There is essentially no Neanderthal admixture or Denisovan admixture in sub-Saharan Africans that can't be traced to Eurasian back migration to Africa. But, that doesn't mean that the ancestors of today's sub-Saharan Africans didn't also experience admixture with archaic hominins. It just means that they admixed with different hominins from whom we have no ancient DNA, in part due to poor conditions for preserving it, and in part due to insufficient resources devote to looking for potential samples.

But, it is possible to reliably estimate ancient admixture from "ghost populations" of hominins by statistically analyzing patterns in the genomes of people who are alive today and these methods have been validated by comparing their results to those obtained from direct comparisons to ancient homin genomes.

What have scientists found?

According to a new preprint at bioarXiv that largely confirms a couple of prior studies along the same lines:
Analyses of Neanderthal and Denisovan genomes have characterized multiple interbreeding events between archaic and modern human populations. 
While several studies have suggested the presence of deeply diverged lineages in present-day African populations, we lack methods to precisely characterize these introgression events without access to reference archaic genomes. We present a novel reference-free method that combines diverse population genetic summary statistics to identify segments of archaic ancestry in present-day individuals.  
Using this method, we find that ~7.97±0.6% of the genetic ancestry from the West African Yoruba population traces its origin to an unidentified, archaic population (FDR [false discovery rate] ≤20%). We find several loci that harbor archaic ancestry at elevated frequencies and that the archaic ancestry in the Yoruba is reduced near selectively constrained regions of the genome suggesting that archaic admixture has had a systematic impact on the fitness of modern human populations both within and outside of Africa.
This admixture percentage rivals that of Papuans and aboriginal Australians. It is equivalent to a situation at the time shortly after archaic introgression had ceased, in which the average person had 1.5 great-grandparents who were archaic hominins. This is roughly four times the archaic admixture proportion found in Europeans, and a somewhat lower multiple of Asians who have no Papuan ancestry. It is similar to the total amount of archaic admixture in Papuans. 

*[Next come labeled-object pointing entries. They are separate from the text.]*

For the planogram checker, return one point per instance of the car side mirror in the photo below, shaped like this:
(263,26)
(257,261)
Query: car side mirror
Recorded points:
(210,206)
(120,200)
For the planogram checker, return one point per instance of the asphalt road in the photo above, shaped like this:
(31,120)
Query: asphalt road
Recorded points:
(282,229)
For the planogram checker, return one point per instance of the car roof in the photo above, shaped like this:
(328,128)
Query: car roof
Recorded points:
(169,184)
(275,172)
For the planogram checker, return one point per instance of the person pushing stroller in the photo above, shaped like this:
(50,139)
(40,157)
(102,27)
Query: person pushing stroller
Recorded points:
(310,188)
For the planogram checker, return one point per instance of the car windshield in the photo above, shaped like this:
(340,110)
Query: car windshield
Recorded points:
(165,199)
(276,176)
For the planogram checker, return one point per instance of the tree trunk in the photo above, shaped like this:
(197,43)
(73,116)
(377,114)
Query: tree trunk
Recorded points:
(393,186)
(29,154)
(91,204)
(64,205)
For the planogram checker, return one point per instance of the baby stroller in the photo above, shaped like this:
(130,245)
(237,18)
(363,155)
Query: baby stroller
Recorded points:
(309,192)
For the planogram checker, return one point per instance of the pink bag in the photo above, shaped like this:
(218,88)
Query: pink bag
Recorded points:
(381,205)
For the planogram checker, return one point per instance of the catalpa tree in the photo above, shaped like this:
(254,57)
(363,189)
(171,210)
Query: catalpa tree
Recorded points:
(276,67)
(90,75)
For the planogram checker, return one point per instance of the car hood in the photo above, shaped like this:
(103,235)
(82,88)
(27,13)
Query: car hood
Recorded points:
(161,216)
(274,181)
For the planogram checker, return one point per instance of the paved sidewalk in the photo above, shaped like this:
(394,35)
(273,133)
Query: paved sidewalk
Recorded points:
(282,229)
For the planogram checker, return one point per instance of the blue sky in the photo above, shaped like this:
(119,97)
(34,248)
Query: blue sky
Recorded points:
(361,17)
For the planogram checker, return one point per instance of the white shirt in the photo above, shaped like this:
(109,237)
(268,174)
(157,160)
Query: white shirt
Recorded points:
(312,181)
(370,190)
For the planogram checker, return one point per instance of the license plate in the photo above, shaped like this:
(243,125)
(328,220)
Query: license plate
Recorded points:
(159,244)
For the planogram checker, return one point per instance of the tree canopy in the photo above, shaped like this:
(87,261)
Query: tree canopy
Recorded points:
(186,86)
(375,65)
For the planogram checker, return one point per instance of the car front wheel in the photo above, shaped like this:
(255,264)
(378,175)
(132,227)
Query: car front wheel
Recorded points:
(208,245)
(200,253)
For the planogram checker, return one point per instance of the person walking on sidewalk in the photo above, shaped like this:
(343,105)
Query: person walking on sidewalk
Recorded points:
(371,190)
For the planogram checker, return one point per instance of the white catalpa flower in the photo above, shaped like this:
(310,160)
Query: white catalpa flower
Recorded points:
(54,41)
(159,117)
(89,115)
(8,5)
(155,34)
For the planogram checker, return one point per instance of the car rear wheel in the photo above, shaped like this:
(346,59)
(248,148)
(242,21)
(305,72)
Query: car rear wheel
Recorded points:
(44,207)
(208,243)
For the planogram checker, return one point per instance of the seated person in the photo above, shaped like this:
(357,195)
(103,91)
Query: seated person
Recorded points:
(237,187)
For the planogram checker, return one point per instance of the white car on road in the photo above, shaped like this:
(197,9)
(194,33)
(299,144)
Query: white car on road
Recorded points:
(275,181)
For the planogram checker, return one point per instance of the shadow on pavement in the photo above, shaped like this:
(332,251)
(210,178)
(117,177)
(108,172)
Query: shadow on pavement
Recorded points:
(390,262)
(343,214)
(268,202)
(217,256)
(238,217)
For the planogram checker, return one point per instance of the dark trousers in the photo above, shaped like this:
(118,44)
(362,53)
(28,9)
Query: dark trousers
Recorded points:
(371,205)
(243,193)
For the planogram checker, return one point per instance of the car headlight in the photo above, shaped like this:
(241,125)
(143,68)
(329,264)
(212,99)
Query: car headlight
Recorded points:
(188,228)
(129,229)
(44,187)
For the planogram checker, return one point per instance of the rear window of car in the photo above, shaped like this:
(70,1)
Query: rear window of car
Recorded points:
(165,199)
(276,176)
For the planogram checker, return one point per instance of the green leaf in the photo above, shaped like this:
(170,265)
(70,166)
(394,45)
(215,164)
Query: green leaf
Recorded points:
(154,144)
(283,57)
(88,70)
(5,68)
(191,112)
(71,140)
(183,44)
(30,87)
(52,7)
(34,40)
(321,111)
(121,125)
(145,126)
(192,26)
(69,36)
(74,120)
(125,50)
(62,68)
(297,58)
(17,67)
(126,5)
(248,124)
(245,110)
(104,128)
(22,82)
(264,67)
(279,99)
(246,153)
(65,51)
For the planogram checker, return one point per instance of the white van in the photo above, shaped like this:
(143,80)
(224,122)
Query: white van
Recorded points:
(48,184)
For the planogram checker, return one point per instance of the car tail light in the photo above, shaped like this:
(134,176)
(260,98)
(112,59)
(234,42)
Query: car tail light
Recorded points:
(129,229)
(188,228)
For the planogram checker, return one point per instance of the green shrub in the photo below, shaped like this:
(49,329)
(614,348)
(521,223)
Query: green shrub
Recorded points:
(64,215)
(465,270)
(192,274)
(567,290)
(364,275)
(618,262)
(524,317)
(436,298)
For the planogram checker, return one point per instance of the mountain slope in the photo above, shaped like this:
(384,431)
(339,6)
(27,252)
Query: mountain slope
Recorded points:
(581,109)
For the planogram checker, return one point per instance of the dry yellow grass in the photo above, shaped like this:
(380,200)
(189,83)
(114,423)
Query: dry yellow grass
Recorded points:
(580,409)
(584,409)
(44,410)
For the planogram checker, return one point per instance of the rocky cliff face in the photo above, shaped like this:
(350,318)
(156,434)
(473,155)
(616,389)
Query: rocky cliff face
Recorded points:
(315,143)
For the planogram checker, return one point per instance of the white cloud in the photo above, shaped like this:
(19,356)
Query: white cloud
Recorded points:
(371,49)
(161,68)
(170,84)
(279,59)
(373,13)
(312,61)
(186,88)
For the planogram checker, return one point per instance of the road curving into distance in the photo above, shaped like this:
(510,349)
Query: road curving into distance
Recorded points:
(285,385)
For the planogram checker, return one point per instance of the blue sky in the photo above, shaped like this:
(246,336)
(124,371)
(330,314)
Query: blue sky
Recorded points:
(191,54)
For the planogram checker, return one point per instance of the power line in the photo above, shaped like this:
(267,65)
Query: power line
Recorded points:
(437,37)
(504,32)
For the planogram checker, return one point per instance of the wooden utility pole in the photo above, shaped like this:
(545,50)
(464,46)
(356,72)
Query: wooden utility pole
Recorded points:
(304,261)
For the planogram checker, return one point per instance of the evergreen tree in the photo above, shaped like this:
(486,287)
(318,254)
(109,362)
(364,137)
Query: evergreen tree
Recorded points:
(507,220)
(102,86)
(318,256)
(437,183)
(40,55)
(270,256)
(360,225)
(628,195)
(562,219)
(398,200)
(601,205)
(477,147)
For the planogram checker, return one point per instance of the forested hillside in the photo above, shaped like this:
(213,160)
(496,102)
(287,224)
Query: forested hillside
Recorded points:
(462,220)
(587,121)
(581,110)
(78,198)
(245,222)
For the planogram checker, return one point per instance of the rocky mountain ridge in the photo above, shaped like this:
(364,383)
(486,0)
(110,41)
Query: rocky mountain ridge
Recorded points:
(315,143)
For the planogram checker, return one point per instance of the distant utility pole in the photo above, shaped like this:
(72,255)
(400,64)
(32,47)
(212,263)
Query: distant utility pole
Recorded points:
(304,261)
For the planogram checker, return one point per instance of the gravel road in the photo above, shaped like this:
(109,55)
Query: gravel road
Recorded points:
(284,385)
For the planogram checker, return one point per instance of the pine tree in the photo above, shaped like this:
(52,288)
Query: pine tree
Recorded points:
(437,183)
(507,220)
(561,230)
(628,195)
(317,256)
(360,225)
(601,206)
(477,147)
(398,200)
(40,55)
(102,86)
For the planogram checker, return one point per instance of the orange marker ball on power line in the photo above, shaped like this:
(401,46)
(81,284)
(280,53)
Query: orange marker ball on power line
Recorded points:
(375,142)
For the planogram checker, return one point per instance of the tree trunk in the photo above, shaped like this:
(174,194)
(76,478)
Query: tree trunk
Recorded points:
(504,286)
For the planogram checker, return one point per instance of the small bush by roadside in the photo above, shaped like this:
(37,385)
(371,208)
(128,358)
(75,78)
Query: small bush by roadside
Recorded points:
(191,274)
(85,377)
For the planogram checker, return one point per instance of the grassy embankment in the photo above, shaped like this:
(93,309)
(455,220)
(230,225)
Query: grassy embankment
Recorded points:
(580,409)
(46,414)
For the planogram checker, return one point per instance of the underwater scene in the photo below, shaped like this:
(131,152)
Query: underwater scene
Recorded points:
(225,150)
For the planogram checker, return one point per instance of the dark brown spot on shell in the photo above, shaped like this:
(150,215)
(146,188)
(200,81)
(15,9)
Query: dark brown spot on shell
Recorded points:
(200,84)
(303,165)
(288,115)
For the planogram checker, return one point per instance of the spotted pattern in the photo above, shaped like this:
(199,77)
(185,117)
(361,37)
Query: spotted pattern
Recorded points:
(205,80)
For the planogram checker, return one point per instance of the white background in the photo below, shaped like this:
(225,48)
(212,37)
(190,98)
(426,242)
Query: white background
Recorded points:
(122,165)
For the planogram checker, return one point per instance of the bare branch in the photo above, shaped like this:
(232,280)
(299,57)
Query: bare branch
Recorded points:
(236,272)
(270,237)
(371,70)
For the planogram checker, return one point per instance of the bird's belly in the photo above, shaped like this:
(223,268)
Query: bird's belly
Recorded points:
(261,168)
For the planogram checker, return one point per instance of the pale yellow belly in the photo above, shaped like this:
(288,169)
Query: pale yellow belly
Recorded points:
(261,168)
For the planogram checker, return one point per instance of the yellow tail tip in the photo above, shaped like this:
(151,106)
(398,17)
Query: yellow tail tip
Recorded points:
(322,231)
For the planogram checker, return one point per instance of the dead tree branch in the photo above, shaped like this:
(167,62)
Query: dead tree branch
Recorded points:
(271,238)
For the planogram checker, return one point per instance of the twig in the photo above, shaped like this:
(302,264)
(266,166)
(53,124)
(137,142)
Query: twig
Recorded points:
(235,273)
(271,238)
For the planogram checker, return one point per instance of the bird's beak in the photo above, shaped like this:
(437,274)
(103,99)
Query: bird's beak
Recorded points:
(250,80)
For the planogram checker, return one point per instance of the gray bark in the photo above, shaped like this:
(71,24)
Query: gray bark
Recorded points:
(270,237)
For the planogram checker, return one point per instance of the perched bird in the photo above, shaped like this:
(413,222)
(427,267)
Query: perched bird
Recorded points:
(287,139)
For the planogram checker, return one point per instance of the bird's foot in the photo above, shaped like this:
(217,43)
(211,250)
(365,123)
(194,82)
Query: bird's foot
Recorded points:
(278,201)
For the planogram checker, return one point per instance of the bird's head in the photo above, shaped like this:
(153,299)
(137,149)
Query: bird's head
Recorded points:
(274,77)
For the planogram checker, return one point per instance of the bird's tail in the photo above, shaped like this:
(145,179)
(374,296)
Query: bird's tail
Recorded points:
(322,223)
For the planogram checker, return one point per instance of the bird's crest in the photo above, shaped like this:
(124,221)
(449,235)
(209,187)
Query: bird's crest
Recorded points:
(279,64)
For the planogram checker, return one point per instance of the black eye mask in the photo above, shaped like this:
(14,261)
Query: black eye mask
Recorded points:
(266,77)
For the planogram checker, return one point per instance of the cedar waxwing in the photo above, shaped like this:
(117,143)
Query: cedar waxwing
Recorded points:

But, in this case, it involves West Africans who, unlike early of of Africa modern human populations and proto-Papuan populations, did not experience a really severe population bottleneck in their demographic history that the other populations did.

The study controlled for admixture with highly diverged African populations like Biaka Pygmies.

It is kind of nuts that we can see this huge amount of archaic admixture, and yet have no meaningful idea what kind of hominin was those source of this admixture, just as it is pretty crazy that we can document Denisovan admixture so well while having no real idea what a Denisovan looked like.

As in other cases of archaic admixture, with Neanderthals and Denisovans, it also appears that natural selection has weeded out archaic ancestry from our genomes in areas where modern human genes provide a fitness advantage relative to archaic hominins, who were, on average, less fit than modern humans. But, as in other cases of archaic admixture, there are a few loci where archaic admixture is elevated, suggesting that the introgressed genes provided their descendants with selective advantages involving those loci.

Other studies have found a distinct source of archaic admixture in a different sub-Saharan African Paleo-African population.

While this method was superior in identifying particular loci where archaic introgression did or did not take place, unlike prior studies of this type, the paper does not expressly identify how deeply diverged the archaic population is from the modern humans who admixed (other than that they are much more diverged than the most divergent modern human populations), nor does it identity how long ago this admixture event probably took place, something that prior studies have put shortly before the Holocene era (i.e. more than 10,000 years ago, but not that much earlier than that; certainly in the Upper Paleolithic era).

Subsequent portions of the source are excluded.